Explain Codes LogoExplain Codes Logo

Parse an HTML string with JS

javascript
prompt-engineering
dom-manipulation
security
Anton ShumikhinbyAnton Shumikhin·Nov 3, 2024
TLDR

Parse HTML with JavaScript efficiently using DOMParser:

const parser = new DOMParser(); const doc = parser.parseFromString("<p>Hello</p>", "text/html"); console.log(doc.body.innerHTML); // "<p>Hello</p>", says hello with politeness

In this example, we're transforming an HTML string into a useable DOM structure that allows you to use all the usability features of the DOM, such as traversal and manipulation. Absolute magic! ⚡

Deeper Dive: Extract Specific Elements

Let's say you need to extract a specific HTML element, like links. Here's how you do it using querySelectorAll:

const links = doc.querySelectorAll('a'); links.forEach(link => console.log(link.href)); // console.log all the URLs you got. Who needs SEO?

Alternative parsing strategies

Dummy DOM method

There are times when one must resort to alternative strategies, like creating a dummy DOM:

const el = document.createElement('div'); el.innerHTML = "<p>HTML Ninja Technique</p>";

This would make Mr. Miyagi proud 🥷! Just be aware that using innerHTML can lead to security loopholes.

jQuery parsing

For the jQuery enthusiasts, here's how you can parse HTML:

const el = $('<div>').html("<p>jQuery, Baby!</p>"); const paragraphs = $('p', el); // All p-tags surrender unconditionally

jQuery smoothens out the bumps on the road and provides out-of-box solutions for many common problems.

DOM Range manipulation

const range = document.createRange(); const fragment = range.createContextualFragment("<p>HTML Fragment</p>");

Creates a DocumentFragment, a lightweight alternative to innerHTML. Small is beautiful.

Special considerations

Certain HTML elements like td, tr, th, etc., play by their own rules. Carefully ensure the correct context when parsing such tags.

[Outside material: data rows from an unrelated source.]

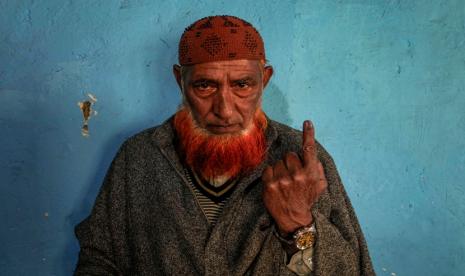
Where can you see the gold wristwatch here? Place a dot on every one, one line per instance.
(305, 237)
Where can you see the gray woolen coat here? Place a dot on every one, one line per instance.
(146, 220)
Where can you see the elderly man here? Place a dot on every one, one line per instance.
(219, 188)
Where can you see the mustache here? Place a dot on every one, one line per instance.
(214, 155)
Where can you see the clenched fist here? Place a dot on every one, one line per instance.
(292, 185)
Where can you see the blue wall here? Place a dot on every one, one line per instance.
(383, 81)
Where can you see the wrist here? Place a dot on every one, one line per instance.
(290, 229)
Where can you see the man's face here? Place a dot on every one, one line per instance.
(223, 95)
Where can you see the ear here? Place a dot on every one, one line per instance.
(177, 75)
(267, 73)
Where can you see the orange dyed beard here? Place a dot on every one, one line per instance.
(220, 156)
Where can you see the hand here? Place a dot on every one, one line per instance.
(292, 185)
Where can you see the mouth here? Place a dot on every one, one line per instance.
(224, 129)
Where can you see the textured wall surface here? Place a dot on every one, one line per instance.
(383, 81)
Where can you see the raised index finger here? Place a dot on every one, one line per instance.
(308, 144)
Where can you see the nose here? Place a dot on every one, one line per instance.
(223, 104)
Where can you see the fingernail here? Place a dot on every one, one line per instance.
(308, 124)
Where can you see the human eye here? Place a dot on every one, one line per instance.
(242, 84)
(204, 87)
(244, 87)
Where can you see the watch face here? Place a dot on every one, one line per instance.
(305, 240)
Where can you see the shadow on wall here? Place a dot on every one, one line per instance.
(162, 82)
(275, 104)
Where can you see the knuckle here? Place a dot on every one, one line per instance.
(299, 176)
(285, 182)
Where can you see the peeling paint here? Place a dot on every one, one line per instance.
(87, 112)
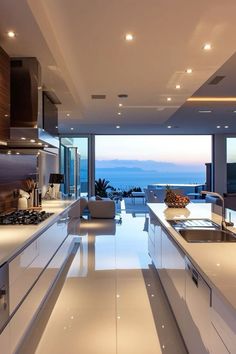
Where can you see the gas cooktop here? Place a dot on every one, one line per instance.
(24, 217)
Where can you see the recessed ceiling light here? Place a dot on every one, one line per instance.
(122, 95)
(207, 46)
(11, 34)
(212, 99)
(205, 111)
(129, 37)
(189, 71)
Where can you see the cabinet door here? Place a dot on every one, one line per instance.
(198, 302)
(28, 265)
(172, 276)
(151, 228)
(5, 341)
(157, 246)
(217, 344)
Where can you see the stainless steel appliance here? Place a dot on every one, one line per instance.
(4, 295)
(24, 217)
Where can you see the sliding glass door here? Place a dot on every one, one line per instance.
(74, 164)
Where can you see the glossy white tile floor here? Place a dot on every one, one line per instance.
(111, 301)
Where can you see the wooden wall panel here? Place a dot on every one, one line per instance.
(4, 96)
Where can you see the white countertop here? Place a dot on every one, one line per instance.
(15, 237)
(215, 261)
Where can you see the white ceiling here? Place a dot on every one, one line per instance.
(80, 45)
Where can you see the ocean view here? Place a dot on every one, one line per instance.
(123, 177)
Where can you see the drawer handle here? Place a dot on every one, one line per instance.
(195, 277)
(3, 302)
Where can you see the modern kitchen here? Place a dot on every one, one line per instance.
(162, 281)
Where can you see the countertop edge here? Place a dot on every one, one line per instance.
(42, 228)
(174, 236)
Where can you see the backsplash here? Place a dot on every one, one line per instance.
(14, 169)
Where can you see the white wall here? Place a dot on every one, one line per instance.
(47, 163)
(220, 166)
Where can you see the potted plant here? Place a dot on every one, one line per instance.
(101, 187)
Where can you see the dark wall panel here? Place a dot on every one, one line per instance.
(4, 95)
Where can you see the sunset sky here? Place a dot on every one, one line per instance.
(184, 149)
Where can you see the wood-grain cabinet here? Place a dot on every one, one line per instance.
(4, 96)
(206, 324)
(31, 275)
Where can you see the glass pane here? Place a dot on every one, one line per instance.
(138, 161)
(231, 165)
(81, 143)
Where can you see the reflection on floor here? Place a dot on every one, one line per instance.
(111, 301)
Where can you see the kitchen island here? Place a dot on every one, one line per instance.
(32, 258)
(198, 278)
(13, 238)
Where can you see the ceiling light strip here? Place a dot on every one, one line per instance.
(211, 99)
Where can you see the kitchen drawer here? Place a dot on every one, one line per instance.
(27, 312)
(5, 341)
(151, 248)
(224, 322)
(28, 265)
(18, 265)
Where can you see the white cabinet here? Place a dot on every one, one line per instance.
(172, 275)
(198, 312)
(28, 265)
(26, 313)
(217, 344)
(154, 241)
(205, 320)
(5, 341)
(223, 320)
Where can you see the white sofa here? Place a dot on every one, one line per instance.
(104, 208)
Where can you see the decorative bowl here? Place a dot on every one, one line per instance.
(176, 204)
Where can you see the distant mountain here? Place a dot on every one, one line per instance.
(146, 165)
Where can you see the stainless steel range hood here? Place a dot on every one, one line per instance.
(28, 117)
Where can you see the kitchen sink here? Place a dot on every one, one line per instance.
(207, 235)
(201, 230)
(197, 224)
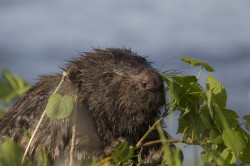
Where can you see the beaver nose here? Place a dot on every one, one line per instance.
(149, 80)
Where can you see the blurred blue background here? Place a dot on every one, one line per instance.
(37, 37)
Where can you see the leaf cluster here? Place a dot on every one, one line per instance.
(204, 119)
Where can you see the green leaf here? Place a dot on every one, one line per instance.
(247, 118)
(226, 157)
(10, 153)
(246, 153)
(12, 86)
(235, 140)
(197, 62)
(59, 107)
(215, 137)
(216, 94)
(123, 153)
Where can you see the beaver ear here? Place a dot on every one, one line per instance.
(74, 74)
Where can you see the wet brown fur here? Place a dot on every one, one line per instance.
(111, 104)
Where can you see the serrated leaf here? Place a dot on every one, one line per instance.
(248, 126)
(59, 107)
(215, 137)
(123, 153)
(247, 117)
(226, 157)
(235, 140)
(12, 86)
(246, 153)
(10, 153)
(197, 62)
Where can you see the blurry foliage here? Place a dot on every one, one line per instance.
(204, 120)
(11, 88)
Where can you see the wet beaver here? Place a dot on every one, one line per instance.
(120, 94)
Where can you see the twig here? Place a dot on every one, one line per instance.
(72, 148)
(151, 128)
(40, 121)
(183, 134)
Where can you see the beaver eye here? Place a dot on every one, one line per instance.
(108, 75)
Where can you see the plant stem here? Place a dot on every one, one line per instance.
(40, 121)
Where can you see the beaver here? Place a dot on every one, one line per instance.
(120, 95)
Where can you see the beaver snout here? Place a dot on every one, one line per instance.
(149, 80)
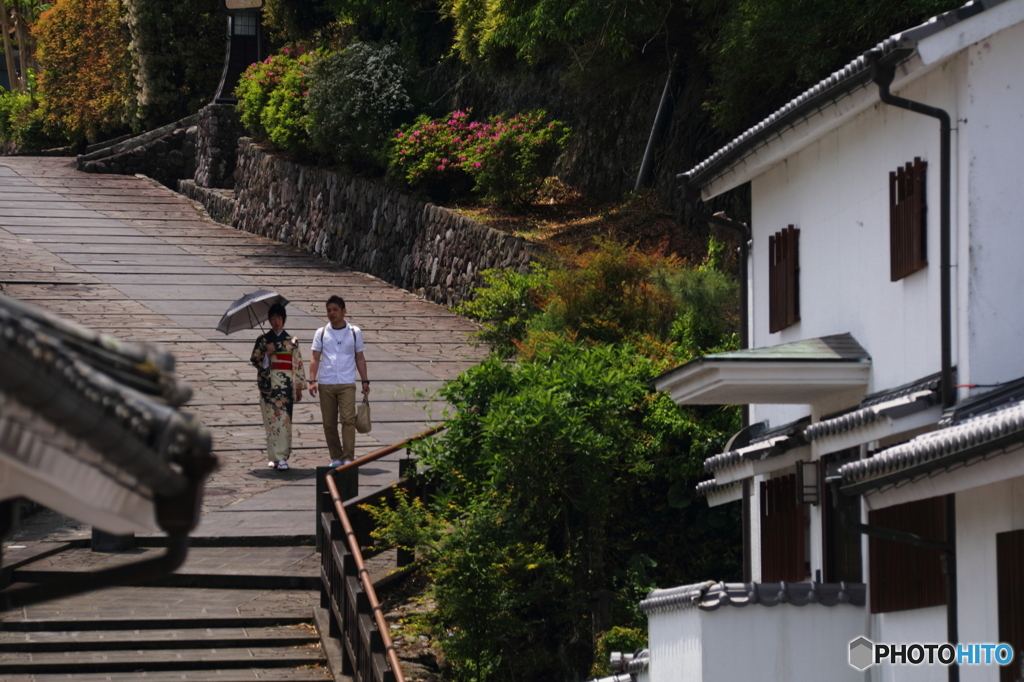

Performance boosters and security locks

Parsing as XML in Chrome

For a potential performance boost, take a detour via XML:

const xmlString = "<custom-tag>Zigzag route</custom-tag>"; const xmlDoc = parser.parseFromString(xmlString, "application/xml");

Remember, this is an exclusive club for Chrome browsers.

Being security smart

When parsing content from untrusted sources, ensure to sanitize the HTML to prevent cross-site scripting (XSS) attacks. Libraries like DOMPurify could help.

Use of third-party libraries

For complex HTML structures, a specialized library like Florian might be your secret weapon:

const clean = Florian.sanitize("<div>My <script>evil_script</script></div>"); console.log(clean); // "<div>My </div>", the script got swept away!